Look, I think that a couple of things. We operated quite effectively in Mexico for a long period of time under the old NAFTA framework. And you recall, Hassan, that the majority of the business we built down there was built largely even before they had energy reform. So I think what is really valuable to us in terms of the new agreement between the United States, Canada and Mexico is just the certainty it brings to the regulatory development, and we remain quite constructive on the growth opportunities in Mexico. You recall us talking about this at the analyst conference, but it's one of the fastest growing consumer markets in the Western Hemisphere.

They've been underinvested significantly, I think, from an infrastructure standpoint. And I think we have a scale advantage in the country, and we continue to be quite constructive on it.

Speaker 9

Okay, great. Last question. You've done a lot of stuff in transmission and distribution in Texas. But a while ago, you did mention something about potentially getting into natural gas transmission. Does this transaction in any way kind of trigger more opportunities in that direction?

Or is it just an independent transaction that is good for our shareholders?

Speaker 3

That's a very good question. I would view it independently. I think one of the things that Alan has commented on, on this call and in prior calls is that what's kind of unique about Oncor's platform is not only have they had a track record of providing kind of the lowest cost service in the state, but they really sit on top of more of the faster growing regions in the state of Texas. So Texas itself is a great market, but most of the counties that Encore serve are uniquely in growth mode. And I would point to what's taking place in the Permian.

So we are seeing the need for more pipelines around the Permian and they are flaring gas there. So there's a lot of opportunities, I do think, for some midstream opportunities in that region. But more importantly, together with InfraREIT and Oncor, we really have an electricity service platform that's really uniquely positioned to capture a lot of the growth we're seeing in that region.

Speaker 1

And with that, that does conclude today's question and answer session. And I do apologize. We did have someone else in queue. We'll go to Greg Gordon of Evercore ISI.

Speaker 7

Hey, good morning, Greg. It's Kevin. It's actually Kevin. Hey, Kevin. Just if I'm looking at Slide 5, I assume that the earnings is including synergies and then it looks like you're earning north of 12% at Inferrit and then about 9.4% at Cherilyn.

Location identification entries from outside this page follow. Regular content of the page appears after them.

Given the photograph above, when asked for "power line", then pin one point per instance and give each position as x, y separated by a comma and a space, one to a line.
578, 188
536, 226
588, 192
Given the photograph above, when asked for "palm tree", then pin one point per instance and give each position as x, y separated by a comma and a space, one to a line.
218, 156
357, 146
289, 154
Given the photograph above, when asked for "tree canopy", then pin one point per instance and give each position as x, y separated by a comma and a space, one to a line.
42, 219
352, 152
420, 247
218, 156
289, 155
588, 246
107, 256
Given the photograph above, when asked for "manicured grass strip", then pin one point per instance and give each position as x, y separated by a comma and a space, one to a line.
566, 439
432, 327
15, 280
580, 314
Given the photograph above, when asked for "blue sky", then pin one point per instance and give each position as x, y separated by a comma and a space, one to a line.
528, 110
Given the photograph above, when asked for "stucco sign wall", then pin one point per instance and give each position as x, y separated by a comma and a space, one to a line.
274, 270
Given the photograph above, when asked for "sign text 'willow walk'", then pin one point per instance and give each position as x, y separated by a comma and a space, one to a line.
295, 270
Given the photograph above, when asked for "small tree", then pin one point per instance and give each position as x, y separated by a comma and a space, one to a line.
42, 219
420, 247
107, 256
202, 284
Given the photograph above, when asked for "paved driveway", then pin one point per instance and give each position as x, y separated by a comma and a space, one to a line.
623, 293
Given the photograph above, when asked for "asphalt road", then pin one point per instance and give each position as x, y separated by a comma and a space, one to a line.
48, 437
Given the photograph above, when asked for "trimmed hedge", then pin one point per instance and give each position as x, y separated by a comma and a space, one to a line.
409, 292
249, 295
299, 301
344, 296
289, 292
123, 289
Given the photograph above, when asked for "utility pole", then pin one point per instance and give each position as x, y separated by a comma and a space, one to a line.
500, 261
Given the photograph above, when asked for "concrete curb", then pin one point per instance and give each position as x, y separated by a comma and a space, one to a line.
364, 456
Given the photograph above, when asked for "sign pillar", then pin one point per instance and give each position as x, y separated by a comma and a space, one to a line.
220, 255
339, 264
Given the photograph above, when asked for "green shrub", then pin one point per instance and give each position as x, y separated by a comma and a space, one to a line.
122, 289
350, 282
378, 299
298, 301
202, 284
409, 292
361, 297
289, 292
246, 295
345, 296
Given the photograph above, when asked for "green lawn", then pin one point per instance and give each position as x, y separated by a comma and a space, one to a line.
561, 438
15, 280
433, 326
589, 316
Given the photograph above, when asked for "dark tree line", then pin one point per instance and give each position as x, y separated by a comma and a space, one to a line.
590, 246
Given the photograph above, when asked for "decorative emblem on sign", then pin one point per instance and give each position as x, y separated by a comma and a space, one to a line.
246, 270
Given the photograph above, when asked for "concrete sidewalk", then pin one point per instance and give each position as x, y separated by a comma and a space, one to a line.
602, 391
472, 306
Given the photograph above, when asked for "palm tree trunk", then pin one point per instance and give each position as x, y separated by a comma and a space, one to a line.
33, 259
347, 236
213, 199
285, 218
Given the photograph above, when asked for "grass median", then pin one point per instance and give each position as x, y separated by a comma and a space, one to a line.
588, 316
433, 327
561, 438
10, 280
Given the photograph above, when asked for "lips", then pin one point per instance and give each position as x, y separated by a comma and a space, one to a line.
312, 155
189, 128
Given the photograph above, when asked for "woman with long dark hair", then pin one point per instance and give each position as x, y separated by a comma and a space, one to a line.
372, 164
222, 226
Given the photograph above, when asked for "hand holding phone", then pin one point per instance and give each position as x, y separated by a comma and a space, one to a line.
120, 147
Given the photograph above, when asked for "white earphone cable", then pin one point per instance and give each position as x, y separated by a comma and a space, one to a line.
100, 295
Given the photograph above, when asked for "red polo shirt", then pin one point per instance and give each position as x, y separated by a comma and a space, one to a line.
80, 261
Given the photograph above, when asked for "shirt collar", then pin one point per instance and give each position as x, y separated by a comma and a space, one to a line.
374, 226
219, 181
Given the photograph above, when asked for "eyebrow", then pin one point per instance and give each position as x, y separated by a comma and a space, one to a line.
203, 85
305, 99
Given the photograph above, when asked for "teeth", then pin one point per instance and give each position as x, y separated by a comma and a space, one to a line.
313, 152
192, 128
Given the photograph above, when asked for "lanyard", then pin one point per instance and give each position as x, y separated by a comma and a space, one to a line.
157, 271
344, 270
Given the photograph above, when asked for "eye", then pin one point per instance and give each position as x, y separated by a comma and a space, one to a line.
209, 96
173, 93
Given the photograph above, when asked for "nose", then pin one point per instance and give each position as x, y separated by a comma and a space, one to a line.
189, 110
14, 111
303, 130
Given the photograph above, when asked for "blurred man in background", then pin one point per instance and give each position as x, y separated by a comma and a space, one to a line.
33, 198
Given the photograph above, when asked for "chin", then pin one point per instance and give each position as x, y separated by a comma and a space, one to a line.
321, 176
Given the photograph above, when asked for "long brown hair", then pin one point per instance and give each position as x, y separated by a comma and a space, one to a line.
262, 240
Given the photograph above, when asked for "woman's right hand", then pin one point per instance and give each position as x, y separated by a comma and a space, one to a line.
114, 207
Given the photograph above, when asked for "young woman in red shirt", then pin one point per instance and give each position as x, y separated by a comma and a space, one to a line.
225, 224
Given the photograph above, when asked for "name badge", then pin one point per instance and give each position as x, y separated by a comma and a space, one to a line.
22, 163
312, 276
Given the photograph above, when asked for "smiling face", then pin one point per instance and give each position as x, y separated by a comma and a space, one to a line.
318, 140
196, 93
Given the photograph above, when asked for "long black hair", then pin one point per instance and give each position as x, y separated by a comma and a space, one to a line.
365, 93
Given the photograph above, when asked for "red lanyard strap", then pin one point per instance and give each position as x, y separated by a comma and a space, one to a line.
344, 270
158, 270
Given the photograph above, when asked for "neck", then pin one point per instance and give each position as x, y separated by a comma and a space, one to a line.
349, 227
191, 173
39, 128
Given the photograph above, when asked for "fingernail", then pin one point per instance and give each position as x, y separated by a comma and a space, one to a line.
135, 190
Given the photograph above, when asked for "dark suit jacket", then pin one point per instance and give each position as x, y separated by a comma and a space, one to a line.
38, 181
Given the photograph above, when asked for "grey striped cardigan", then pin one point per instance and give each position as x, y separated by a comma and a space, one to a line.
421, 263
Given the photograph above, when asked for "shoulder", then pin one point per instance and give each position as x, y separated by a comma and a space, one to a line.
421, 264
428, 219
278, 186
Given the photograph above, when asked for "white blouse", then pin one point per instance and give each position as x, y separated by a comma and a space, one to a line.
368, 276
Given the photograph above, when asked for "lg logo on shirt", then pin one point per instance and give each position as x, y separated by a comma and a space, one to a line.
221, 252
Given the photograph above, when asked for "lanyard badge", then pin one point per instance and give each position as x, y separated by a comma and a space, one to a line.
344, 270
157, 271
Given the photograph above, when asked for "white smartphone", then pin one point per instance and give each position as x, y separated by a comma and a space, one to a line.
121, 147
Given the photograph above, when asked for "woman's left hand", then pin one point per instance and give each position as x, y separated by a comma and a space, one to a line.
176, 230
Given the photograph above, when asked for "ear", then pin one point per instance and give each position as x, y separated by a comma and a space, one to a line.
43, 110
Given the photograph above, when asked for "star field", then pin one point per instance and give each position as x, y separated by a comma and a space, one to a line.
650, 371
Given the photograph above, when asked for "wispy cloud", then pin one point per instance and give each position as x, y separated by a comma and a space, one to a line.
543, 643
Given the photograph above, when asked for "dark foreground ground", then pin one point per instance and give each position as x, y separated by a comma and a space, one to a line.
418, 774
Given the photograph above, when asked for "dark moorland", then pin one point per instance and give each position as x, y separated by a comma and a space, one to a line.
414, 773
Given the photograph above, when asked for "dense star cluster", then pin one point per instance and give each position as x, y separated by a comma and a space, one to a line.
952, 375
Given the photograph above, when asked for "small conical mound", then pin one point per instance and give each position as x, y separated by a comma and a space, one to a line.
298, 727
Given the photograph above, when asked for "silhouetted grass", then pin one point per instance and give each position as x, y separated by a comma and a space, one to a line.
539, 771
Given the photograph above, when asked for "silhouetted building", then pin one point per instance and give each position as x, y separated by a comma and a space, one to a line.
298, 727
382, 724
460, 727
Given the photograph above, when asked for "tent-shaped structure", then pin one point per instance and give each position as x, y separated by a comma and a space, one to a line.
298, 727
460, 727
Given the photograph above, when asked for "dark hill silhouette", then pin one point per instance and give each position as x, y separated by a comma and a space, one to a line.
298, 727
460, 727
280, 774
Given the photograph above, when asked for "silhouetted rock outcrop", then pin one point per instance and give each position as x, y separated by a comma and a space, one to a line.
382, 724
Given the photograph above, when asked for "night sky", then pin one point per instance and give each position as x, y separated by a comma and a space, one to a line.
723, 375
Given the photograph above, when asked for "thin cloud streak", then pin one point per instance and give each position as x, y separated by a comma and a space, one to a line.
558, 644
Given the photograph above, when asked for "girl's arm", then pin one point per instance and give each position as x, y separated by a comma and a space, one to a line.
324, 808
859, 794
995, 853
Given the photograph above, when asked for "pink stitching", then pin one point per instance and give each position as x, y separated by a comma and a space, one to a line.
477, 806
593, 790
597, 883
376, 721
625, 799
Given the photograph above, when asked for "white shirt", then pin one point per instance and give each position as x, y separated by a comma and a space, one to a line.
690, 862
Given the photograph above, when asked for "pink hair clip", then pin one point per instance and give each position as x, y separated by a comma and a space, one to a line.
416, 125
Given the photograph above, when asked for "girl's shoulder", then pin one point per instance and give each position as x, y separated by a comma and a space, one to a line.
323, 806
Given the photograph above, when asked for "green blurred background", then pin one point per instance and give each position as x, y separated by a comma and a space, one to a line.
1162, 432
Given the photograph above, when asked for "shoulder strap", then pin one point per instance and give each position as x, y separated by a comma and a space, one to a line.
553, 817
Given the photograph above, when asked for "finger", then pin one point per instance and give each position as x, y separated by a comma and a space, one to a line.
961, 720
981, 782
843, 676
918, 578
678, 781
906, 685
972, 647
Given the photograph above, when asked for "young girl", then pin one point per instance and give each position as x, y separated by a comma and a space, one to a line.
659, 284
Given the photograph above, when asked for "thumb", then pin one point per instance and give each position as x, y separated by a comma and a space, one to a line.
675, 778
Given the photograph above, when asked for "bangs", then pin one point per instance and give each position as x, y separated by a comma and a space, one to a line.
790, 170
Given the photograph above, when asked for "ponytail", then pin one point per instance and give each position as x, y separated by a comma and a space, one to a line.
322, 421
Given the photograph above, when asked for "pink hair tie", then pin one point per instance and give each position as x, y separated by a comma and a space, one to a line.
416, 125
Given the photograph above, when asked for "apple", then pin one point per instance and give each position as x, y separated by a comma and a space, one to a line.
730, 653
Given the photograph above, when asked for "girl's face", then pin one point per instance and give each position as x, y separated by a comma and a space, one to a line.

Can you just give some color around why the ROEs are playing out that way and why there's such a big difference?

Speaker 3

Yes. I think we talked about this a little bit earlier on a couple of other questions. But I think one of the things that you're trying to see here is, as you look at the prior projections of InfraREIT as compared to what we're focused on for 2019, The real driver there is that you're adding this business, number 1, into the scale advantages of Encore and you're looking at what Encore thinks that they can bring to the overall capital plan. And I think the real big difference, Kevin, is InfraREIT is a freestanding public company today with an associated cost structure and it has unique corporate structure. When you move away from that, you look at the tax step up that Trevor described, look at the growth opportunities that Alan outlined and you bring to bear how efficiently they think they can run that on behalf of consumers, I think that's really reflected in our numbers.

Speaker 7

Okay, great. That's all I had. Thanks a lot.

Speaker 3

I appreciate you joining the call.

Speaker 1

And with that, that does conclude today's question and answer session. I would now like to turn the call back to Jeff Martin for closing remarks.

Speaker 3

Look, I just want to extend our appreciation for everyone who joined the call today. If you have any follow-up questions per custom, feel free to contact the Investor Relations team. And we hope everyone has a great day.

Speaker 1

And with that, ladies and gentlemen, that does conclude today's call. We'd like to thank you again for your participation. You may now disconnect.